Sam Altman, CEO of OpenAI, isn’t shy about what’s happening here. He estimates that deep research alone “could do a single-digit percentage of all economically valuable tasks in the world.” Even if it’s only “single digits,” that’s a lot of work. And it’s just the beginning.

Capabilities like the ones now present in deep research could have a widespread disruptive impact on any knowledge worker who deals heavily in text, data, or numbers. (Think anyone from financial analysts to lawyers to marketers.)

Put this together with some other signals we’re seeing, says Roetzer, and you start to get a glimpse into where this is all going…

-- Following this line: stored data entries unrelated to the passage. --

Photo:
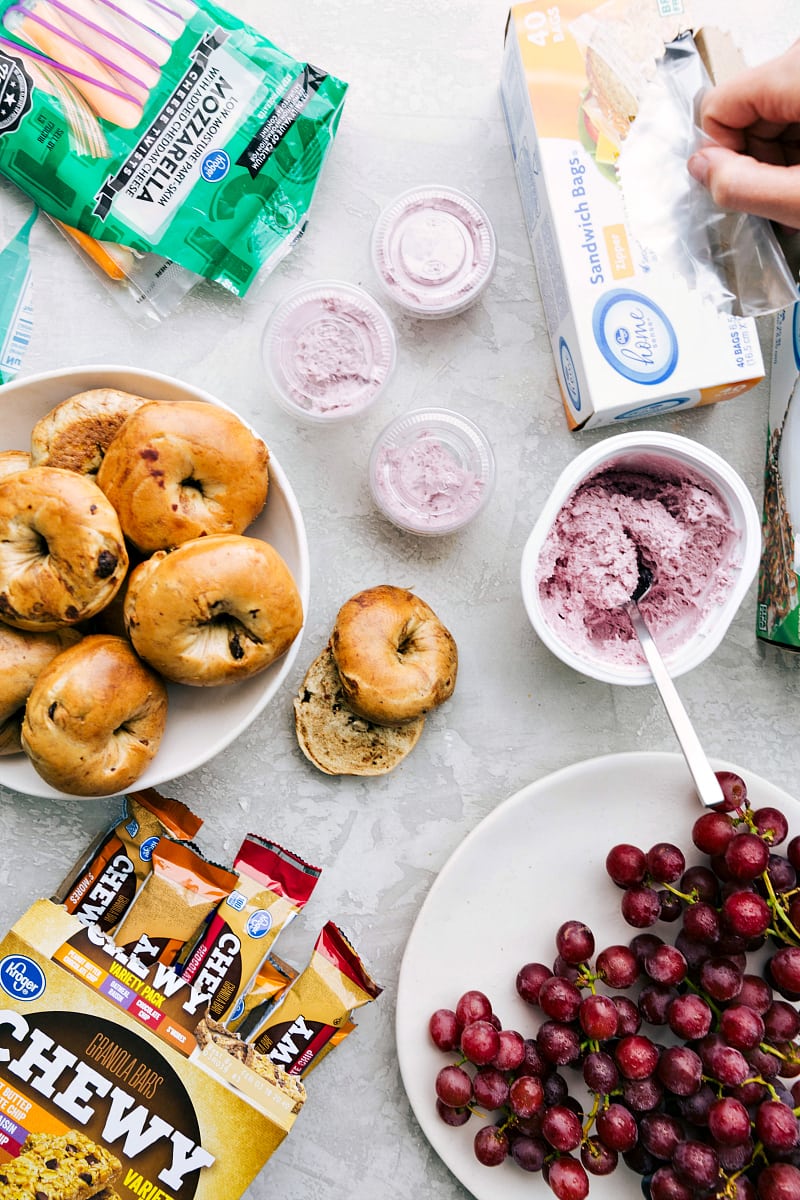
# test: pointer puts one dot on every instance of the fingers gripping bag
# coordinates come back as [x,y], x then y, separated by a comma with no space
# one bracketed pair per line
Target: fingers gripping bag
[166,127]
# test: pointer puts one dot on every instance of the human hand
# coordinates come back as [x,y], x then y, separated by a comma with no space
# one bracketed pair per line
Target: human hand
[753,121]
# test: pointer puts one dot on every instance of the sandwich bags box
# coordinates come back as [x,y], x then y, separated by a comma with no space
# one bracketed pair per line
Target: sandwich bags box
[630,340]
[779,582]
[108,1087]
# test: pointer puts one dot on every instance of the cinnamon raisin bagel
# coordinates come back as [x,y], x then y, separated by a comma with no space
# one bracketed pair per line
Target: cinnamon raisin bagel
[212,611]
[76,433]
[95,718]
[62,555]
[23,657]
[395,657]
[184,469]
[13,461]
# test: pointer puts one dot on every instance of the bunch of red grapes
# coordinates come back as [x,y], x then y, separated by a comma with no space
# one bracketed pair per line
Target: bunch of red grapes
[686,1044]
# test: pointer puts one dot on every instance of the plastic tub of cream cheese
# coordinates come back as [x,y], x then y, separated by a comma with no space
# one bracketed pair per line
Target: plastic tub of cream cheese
[431,471]
[329,351]
[433,250]
[654,498]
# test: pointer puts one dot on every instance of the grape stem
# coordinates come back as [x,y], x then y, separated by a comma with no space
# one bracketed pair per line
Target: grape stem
[780,912]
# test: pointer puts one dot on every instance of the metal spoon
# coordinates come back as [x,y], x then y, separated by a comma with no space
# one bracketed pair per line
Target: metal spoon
[705,781]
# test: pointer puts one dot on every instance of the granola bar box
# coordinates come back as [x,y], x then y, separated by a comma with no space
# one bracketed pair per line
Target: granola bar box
[108,1087]
[779,593]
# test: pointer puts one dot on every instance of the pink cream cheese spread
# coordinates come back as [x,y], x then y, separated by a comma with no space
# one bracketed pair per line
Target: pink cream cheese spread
[434,251]
[678,525]
[431,471]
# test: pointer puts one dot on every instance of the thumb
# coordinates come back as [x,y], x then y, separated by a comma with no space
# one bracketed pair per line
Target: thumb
[743,184]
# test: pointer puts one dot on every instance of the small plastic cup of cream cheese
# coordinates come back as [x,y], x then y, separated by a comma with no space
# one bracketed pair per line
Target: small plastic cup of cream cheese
[431,471]
[433,250]
[329,351]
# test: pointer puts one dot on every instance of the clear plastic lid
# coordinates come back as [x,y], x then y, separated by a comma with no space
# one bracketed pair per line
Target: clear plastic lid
[329,351]
[431,471]
[433,250]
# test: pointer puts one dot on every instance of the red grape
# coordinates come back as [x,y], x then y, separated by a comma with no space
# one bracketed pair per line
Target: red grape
[567,1179]
[561,1128]
[444,1029]
[530,979]
[491,1146]
[473,1006]
[480,1043]
[617,1128]
[665,863]
[453,1086]
[575,942]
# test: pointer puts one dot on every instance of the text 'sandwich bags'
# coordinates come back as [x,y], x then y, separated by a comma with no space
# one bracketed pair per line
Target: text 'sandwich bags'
[630,336]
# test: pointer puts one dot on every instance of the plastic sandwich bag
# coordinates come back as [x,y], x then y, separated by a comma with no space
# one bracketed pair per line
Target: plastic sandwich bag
[167,138]
[17,220]
[733,259]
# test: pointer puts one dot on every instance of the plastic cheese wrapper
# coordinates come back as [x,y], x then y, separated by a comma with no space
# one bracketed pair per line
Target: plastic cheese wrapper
[16,286]
[168,130]
[274,885]
[107,881]
[318,1007]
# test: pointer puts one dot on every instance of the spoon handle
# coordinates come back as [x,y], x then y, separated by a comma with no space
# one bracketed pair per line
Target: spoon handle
[705,781]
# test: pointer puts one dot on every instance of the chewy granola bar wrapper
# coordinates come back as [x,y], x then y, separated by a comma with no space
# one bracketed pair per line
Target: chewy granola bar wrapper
[104,1085]
[272,978]
[104,887]
[274,885]
[318,1006]
[172,907]
[174,130]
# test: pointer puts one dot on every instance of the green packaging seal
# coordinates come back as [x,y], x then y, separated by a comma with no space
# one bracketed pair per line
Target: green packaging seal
[209,157]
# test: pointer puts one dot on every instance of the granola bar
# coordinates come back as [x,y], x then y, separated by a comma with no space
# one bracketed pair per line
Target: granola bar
[70,1167]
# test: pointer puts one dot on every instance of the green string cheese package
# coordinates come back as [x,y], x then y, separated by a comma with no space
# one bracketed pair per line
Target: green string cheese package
[169,129]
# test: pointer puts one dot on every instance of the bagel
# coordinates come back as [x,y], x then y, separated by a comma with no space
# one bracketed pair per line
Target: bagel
[395,657]
[95,718]
[23,657]
[62,555]
[335,738]
[76,433]
[13,461]
[212,611]
[182,469]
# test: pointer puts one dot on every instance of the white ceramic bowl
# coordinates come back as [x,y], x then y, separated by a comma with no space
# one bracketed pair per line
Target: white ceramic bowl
[631,450]
[202,721]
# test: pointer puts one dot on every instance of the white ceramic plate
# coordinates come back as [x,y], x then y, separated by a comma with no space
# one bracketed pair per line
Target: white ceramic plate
[536,861]
[202,721]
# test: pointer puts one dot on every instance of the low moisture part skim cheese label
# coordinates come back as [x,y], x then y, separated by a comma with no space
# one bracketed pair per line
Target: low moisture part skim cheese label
[185,144]
[635,336]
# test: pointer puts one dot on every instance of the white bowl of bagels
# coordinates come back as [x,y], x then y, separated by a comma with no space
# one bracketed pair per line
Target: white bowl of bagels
[202,720]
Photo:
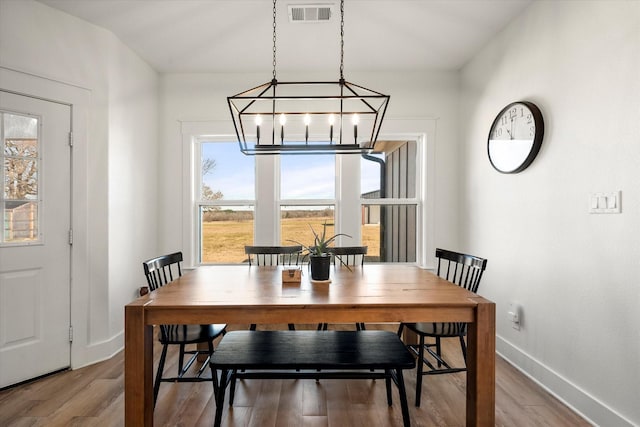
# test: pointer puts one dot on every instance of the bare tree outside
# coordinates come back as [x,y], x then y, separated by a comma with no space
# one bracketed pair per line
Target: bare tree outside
[208,166]
[21,169]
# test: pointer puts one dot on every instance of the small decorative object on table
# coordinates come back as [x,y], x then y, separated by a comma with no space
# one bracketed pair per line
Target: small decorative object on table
[291,276]
[319,258]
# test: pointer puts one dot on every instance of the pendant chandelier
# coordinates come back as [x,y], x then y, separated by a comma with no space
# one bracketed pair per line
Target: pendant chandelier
[308,117]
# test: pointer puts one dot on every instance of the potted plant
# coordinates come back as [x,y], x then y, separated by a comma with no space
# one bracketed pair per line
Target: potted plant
[319,258]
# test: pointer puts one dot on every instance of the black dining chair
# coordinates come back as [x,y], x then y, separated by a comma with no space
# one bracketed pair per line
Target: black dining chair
[162,270]
[346,256]
[465,271]
[273,255]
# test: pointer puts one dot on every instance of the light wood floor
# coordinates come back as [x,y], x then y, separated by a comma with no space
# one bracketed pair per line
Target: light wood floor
[94,396]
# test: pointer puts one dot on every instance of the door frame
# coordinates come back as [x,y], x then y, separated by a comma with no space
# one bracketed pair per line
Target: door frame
[78,99]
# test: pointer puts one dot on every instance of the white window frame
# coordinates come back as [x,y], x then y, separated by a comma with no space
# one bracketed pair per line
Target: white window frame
[267,202]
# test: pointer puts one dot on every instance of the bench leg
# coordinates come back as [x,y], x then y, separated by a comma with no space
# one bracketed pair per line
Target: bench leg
[232,391]
[403,398]
[224,381]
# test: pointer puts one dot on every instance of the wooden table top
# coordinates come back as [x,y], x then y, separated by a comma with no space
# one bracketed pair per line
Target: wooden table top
[372,287]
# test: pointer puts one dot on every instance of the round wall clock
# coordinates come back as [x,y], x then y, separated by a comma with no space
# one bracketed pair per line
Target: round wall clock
[515,137]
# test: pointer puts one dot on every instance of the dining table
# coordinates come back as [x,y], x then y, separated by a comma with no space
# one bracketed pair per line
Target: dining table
[239,294]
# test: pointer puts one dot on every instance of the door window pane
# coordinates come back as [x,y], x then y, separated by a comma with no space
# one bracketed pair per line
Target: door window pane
[20,165]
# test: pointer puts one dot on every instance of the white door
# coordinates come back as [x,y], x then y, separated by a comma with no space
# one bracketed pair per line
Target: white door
[35,252]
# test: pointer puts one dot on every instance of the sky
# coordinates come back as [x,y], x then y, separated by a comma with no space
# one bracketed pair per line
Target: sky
[303,177]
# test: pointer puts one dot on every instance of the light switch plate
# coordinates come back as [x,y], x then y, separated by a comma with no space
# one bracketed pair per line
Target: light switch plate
[609,202]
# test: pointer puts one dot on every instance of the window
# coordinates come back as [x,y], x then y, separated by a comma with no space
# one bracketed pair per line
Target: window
[389,202]
[226,200]
[20,159]
[307,193]
[373,198]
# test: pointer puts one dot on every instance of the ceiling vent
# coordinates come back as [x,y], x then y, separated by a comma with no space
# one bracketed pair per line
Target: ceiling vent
[310,12]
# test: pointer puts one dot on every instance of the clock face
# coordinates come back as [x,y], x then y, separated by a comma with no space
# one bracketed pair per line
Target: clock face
[515,137]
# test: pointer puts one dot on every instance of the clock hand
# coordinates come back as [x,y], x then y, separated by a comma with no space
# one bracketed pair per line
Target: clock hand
[511,133]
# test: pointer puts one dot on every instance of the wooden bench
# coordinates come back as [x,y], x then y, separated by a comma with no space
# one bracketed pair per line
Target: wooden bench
[311,355]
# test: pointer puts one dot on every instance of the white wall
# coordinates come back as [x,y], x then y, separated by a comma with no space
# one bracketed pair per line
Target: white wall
[201,98]
[575,274]
[115,160]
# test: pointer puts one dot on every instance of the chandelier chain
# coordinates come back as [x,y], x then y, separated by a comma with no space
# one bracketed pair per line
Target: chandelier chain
[341,39]
[274,39]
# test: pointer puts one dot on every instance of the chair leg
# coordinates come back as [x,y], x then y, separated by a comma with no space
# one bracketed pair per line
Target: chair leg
[181,360]
[214,375]
[439,351]
[387,381]
[464,349]
[419,371]
[156,386]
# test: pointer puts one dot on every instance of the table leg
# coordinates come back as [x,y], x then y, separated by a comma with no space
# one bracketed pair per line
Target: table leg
[138,368]
[481,366]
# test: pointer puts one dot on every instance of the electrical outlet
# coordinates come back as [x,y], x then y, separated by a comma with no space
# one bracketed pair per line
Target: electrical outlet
[515,315]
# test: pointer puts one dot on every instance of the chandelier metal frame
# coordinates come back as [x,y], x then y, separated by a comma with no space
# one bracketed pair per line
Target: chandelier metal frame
[316,117]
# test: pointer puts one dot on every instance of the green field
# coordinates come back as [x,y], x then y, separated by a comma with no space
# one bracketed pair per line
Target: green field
[224,241]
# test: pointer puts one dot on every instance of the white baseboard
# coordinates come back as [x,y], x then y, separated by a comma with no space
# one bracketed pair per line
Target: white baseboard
[581,402]
[98,352]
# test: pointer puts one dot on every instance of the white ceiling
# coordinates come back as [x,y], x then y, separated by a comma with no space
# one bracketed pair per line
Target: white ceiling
[236,35]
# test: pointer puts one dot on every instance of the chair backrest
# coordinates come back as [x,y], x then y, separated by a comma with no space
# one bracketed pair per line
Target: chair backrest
[462,269]
[274,255]
[348,255]
[162,270]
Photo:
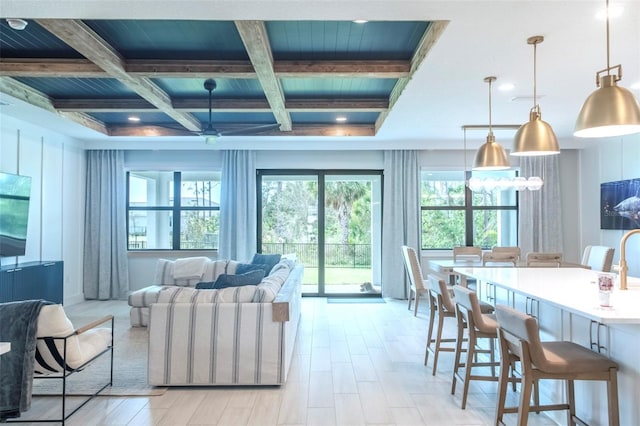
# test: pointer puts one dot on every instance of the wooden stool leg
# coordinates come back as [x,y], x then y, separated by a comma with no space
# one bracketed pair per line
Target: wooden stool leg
[436,351]
[505,367]
[458,352]
[471,348]
[432,317]
[612,397]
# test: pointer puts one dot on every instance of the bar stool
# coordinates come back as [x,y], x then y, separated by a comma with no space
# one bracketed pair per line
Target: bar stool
[442,305]
[519,339]
[480,326]
[416,279]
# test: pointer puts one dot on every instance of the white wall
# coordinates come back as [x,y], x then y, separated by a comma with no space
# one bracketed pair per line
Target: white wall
[56,165]
[608,160]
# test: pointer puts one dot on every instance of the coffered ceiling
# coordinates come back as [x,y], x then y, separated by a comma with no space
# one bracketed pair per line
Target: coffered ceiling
[410,77]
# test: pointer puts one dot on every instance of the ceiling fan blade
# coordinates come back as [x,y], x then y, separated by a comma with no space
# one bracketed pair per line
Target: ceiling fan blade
[247,131]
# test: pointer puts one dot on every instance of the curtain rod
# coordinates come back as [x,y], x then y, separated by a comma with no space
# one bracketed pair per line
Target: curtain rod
[494,126]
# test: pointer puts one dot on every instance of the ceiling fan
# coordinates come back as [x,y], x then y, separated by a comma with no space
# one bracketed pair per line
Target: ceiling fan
[212,134]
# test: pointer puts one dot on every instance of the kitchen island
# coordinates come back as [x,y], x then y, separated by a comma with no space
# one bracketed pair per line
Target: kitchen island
[566,303]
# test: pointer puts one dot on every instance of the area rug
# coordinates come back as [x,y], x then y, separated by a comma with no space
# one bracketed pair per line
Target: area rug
[355,300]
[129,367]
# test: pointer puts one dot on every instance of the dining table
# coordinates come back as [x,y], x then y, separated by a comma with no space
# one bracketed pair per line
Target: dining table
[446,267]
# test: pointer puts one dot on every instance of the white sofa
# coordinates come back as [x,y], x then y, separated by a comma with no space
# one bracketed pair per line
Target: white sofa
[233,336]
[202,269]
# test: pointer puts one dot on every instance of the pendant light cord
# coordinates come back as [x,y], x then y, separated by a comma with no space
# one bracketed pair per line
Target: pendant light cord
[608,63]
[490,128]
[535,79]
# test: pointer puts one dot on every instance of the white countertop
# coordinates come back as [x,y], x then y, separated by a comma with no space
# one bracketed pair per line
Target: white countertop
[572,289]
[5,347]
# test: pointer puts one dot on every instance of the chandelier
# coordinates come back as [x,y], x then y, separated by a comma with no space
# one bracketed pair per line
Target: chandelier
[490,184]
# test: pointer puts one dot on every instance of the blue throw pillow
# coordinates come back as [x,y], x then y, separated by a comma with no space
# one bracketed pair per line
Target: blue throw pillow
[243,268]
[208,285]
[266,259]
[237,280]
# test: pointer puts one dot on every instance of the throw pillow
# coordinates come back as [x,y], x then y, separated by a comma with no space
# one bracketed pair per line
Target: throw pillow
[205,285]
[243,268]
[237,280]
[266,259]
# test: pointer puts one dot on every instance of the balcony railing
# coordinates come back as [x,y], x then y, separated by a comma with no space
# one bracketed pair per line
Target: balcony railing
[337,255]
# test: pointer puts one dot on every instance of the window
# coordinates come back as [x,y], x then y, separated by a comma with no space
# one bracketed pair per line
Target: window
[173,210]
[452,215]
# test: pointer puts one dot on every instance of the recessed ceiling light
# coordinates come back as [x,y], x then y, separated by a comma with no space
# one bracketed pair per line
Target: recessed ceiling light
[17,23]
[615,11]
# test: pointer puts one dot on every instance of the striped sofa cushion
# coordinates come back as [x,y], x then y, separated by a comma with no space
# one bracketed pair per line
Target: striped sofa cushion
[53,322]
[164,272]
[241,294]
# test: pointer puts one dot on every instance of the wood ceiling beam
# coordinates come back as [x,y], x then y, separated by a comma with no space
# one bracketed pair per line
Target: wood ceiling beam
[221,105]
[14,88]
[298,130]
[85,41]
[346,69]
[190,69]
[83,68]
[256,41]
[428,40]
[36,67]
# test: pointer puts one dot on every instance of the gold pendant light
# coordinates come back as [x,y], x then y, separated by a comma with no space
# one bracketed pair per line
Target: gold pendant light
[491,155]
[610,110]
[535,137]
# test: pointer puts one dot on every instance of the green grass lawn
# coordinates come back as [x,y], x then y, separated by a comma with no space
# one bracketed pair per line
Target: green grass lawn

Startup incubator Y Combinator recently put out a call for AI companies they’d like to fund. These include a heavy dose of companies building AI agents in many different categories and industries. And, when you go down the list of company ideas, a theme becomes clear:

These aren’t startups that build AI to compete with existing software. They’re startups that build AI to fully replace entire categories of knowledge work.

At one point, Y Combinator writes:

“The value prop of B2B SaaS was to make human workers incrementally more efficient. The value prop of vertical AI agents is to automate the work entirely.”

This points to a harsh truth that every knowledge worker needs to start planning for:

There is a massive amount of incentive among many investors to fund AI technology that makes businesses more efficient by reducing the amount of money spent on human labor.

“Try and step back and be realistic about what is happening, because it's going to happen really fast,” says Roetzer.

Calls to build AI that “fully replaces” certain jobs are getting louder—from Y Combinator, from Sam Altman, and from the market itself. That future is coming faster than many realize.

“This is real,” says Roetzer. “The timeline is accelerating.”